A model accounting for mycobacteriophage diversity. The large number of different types of mycobacteriophages isolated on M. smegmatis mc²155 can be explained by a model in which a) phages can readily infect a new bacterial host – either by a switch or an expansion of host range – and b) a highly diverse bacterial population, including many closely related strains, in the environments from which the phages are isolated. As such, phages with distinctly different genome sequences and GC% contents infecting distantly related bacterial hosts – such as those to the left (red) or right (blue) extremes of a spectrum of hosts – can migrate across a microbial landscape through multiple steps.

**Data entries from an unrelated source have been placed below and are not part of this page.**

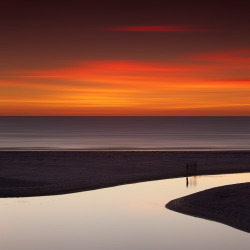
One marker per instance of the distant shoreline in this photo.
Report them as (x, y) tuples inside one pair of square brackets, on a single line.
[(38, 173), (125, 149)]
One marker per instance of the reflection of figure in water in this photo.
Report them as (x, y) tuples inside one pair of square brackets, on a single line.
[(187, 183), (191, 170)]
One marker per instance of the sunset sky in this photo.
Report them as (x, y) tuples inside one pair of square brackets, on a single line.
[(124, 58)]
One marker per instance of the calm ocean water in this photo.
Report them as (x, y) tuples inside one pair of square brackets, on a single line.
[(124, 132)]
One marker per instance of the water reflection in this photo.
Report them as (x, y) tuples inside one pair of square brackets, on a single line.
[(191, 174), (119, 218)]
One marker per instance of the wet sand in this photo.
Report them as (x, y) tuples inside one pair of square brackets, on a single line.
[(38, 173), (228, 204)]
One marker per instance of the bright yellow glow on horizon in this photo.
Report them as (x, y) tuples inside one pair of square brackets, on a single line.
[(131, 88)]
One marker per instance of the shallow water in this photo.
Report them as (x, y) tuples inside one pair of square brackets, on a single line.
[(125, 217), (125, 132)]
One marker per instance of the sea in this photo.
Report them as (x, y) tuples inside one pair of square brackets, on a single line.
[(124, 133)]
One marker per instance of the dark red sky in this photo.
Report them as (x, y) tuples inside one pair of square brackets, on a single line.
[(124, 58)]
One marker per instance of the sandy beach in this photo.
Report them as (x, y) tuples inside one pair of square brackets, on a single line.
[(38, 173), (227, 204)]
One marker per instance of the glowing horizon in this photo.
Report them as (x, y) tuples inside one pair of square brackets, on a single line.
[(153, 62)]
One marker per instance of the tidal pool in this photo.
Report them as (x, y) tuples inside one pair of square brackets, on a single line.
[(120, 218)]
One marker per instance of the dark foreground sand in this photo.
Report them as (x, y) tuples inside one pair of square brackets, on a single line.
[(37, 173), (228, 204)]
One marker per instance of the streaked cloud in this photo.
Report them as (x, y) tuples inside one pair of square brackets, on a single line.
[(117, 87), (161, 28)]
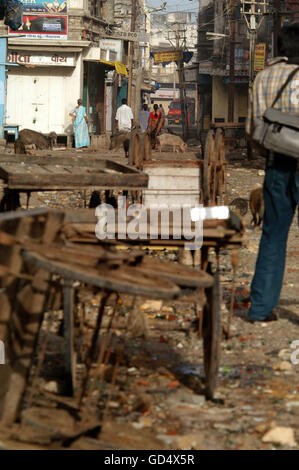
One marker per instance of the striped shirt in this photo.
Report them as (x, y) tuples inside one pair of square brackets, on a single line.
[(265, 88)]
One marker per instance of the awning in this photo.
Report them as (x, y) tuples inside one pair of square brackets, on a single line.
[(119, 66)]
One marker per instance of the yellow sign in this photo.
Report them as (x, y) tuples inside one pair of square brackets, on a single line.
[(259, 57), (167, 56)]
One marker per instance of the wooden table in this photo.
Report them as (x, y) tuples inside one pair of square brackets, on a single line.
[(62, 174)]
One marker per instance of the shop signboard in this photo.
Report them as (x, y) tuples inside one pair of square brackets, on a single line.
[(43, 27), (40, 6), (259, 57)]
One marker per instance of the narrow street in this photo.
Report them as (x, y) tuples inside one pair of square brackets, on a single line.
[(158, 400)]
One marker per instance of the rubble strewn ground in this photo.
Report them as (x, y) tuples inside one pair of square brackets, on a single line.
[(158, 401)]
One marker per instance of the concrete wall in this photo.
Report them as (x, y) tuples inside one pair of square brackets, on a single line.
[(220, 100)]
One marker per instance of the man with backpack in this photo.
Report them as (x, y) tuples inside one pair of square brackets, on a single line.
[(281, 184)]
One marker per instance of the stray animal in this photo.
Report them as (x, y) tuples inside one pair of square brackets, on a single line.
[(256, 204), (239, 205), (41, 141), (171, 140)]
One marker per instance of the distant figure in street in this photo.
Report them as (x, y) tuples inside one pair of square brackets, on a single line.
[(124, 119), (155, 124), (144, 117), (80, 125), (162, 111)]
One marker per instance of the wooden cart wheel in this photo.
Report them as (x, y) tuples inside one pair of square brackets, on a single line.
[(220, 175), (212, 337), (210, 156)]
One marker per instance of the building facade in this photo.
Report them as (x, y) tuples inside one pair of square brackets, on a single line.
[(66, 50)]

Each host switch occurs at a relatively high frequency (~1 in 10⁵ particles, or an average of about one every 10³ bursts of lytic growth), and much faster than either amelioration of phage GC% to its new host, or genetic recombination. Two phages (such as those shown in red and blue) can thus ‘arrive’ at a common host (M. smegmatis mc²155) but be of distinctly different types (clusters, subclusters, and singletons). The variety of hosts is shown two dimensionally for simplicity, and the actual relationships among bacteria in environments such as soil and compost is likely to be considerably more complicated. Because host range switching or expansion is a common feature of bacteriophages, the model predicts that a high degree of phage diversity will be seen for any particular host if the microbial population from which the phages are isolated from is also highly diverse and rich in closely related strains. Because none of the phages isolated on M. smegmatis mc²155 also infect M. aichiense, we assume that this strain and its close relatives are absent from the soil and compost environments where most of these phages were isolated from [M. aichiense was isolated from soil in Japan (Ichiyama et al., 1988)].